Half Life was a better game. More variety, better action. I don't think the bots were as good (they seemed indecisive at times), but overall it was a much more enjoyable experience.
Yes, I was dissapointed with Halo. Maybe that's an appropriate name. You get everything at the edge, NOTHING in the core.
I play both consols and pc games, though I've been playing pc games for much longer and more frequently then the consols. Halo was great. It should have come out on the pc first though as was oringally planned, those bastards.
In any event, I didn't play halo until a few months ago. I loved it, and I don't know why. Level design was so so, graphics weren't that good, most of the time you were going to one end of a level then fighting back out of it, yawn?
But, wow, I loved killing aliens. I would say the best feature of halo was not the vehicles, those bored me, but the grenades.
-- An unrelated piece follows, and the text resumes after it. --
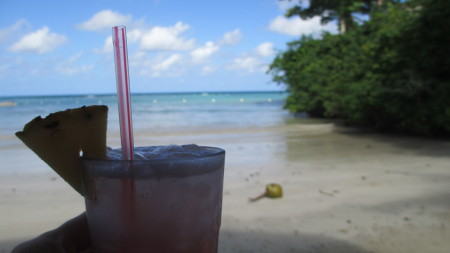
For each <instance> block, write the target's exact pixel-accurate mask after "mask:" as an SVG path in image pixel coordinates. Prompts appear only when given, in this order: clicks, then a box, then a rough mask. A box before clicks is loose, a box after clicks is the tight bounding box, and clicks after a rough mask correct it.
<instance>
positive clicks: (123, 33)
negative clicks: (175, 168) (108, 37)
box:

I don't know how much fun I'd have giggling when a plasma grenade stuck to an alien and he ran around screaming "get it off get it off" then would blow up and fly into the air and send his buddies with him. Even better was when it would ignite a pile of grenades laying on the ground near by, I could do that all day.
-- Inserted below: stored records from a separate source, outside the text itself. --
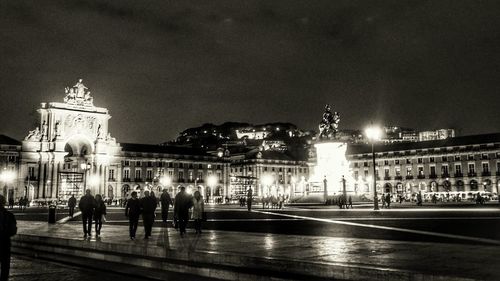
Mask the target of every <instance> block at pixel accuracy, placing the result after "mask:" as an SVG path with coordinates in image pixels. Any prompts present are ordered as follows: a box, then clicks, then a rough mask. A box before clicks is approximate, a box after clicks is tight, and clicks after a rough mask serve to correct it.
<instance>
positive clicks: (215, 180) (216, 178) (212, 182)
mask: <svg viewBox="0 0 500 281" xmlns="http://www.w3.org/2000/svg"><path fill="white" fill-rule="evenodd" d="M218 182H219V178H217V176H215V175H209V176H208V177H207V186H208V187H209V188H210V198H207V203H208V201H209V200H212V196H213V194H214V188H215V187H216V186H217V183H218Z"/></svg>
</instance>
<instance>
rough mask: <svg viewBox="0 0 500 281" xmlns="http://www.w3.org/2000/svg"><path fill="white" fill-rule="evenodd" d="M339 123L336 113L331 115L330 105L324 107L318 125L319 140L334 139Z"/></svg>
mask: <svg viewBox="0 0 500 281" xmlns="http://www.w3.org/2000/svg"><path fill="white" fill-rule="evenodd" d="M339 122H340V115H339V113H338V112H335V113H332V111H331V108H330V105H328V104H327V105H326V106H325V112H324V113H323V118H322V119H321V122H320V123H319V126H318V127H319V135H318V138H319V139H325V138H326V139H332V138H335V136H336V134H337V132H338V127H339Z"/></svg>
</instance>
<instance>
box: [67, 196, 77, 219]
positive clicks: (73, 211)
mask: <svg viewBox="0 0 500 281" xmlns="http://www.w3.org/2000/svg"><path fill="white" fill-rule="evenodd" d="M75 207H76V198H75V196H74V195H73V194H71V197H70V198H69V199H68V208H69V216H70V217H73V214H74V213H75Z"/></svg>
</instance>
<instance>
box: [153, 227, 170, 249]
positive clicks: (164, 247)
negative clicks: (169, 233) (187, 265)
mask: <svg viewBox="0 0 500 281" xmlns="http://www.w3.org/2000/svg"><path fill="white" fill-rule="evenodd" d="M156 241H157V242H156V245H157V246H159V247H162V248H164V249H165V250H170V249H171V245H170V237H169V230H168V227H167V226H166V225H164V226H162V227H160V234H158V239H157V240H156Z"/></svg>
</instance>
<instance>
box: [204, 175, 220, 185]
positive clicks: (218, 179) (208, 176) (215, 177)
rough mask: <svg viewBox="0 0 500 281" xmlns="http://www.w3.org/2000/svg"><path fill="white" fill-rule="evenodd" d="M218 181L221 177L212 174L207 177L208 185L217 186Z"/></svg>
mask: <svg viewBox="0 0 500 281" xmlns="http://www.w3.org/2000/svg"><path fill="white" fill-rule="evenodd" d="M218 181H219V179H218V178H217V176H214V175H210V176H208V177H207V185H208V186H210V187H214V186H216V185H217V182H218Z"/></svg>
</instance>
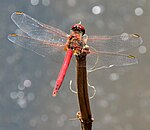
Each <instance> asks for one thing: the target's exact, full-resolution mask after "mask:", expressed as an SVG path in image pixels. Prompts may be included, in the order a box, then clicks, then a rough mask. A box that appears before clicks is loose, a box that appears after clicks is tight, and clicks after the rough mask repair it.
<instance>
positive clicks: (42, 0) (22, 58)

I love the sound and feel of the pistol and the marine machine gun, they are just so fun to light aliens up with. I also love clubbing them on the head with it, it was just very cool.
And that's where it sold me, It was just very cool. My roomate was playing it the other day on the pc (we were disapoitned with the debacle, no co op, wtf?) but he said "i'm halfway through the game already and I dont even know why I'm playing it, it doesnt look good, I've already played through it 3 times, but I just cant put it down".
To me, that's what makes a good game. I dont care about theme, I dont care about story, I dont care about level design (unless its really bad), hell, I even had a pretty easy time with the xbox controler. I care about the gameplay, and halo's was great, and thats why I couldn't put it down, and that's why it deserves the attention it gets. It's just one of those rare games where everything clicks, and it plays like the developers intended, and is just FUN to be playing.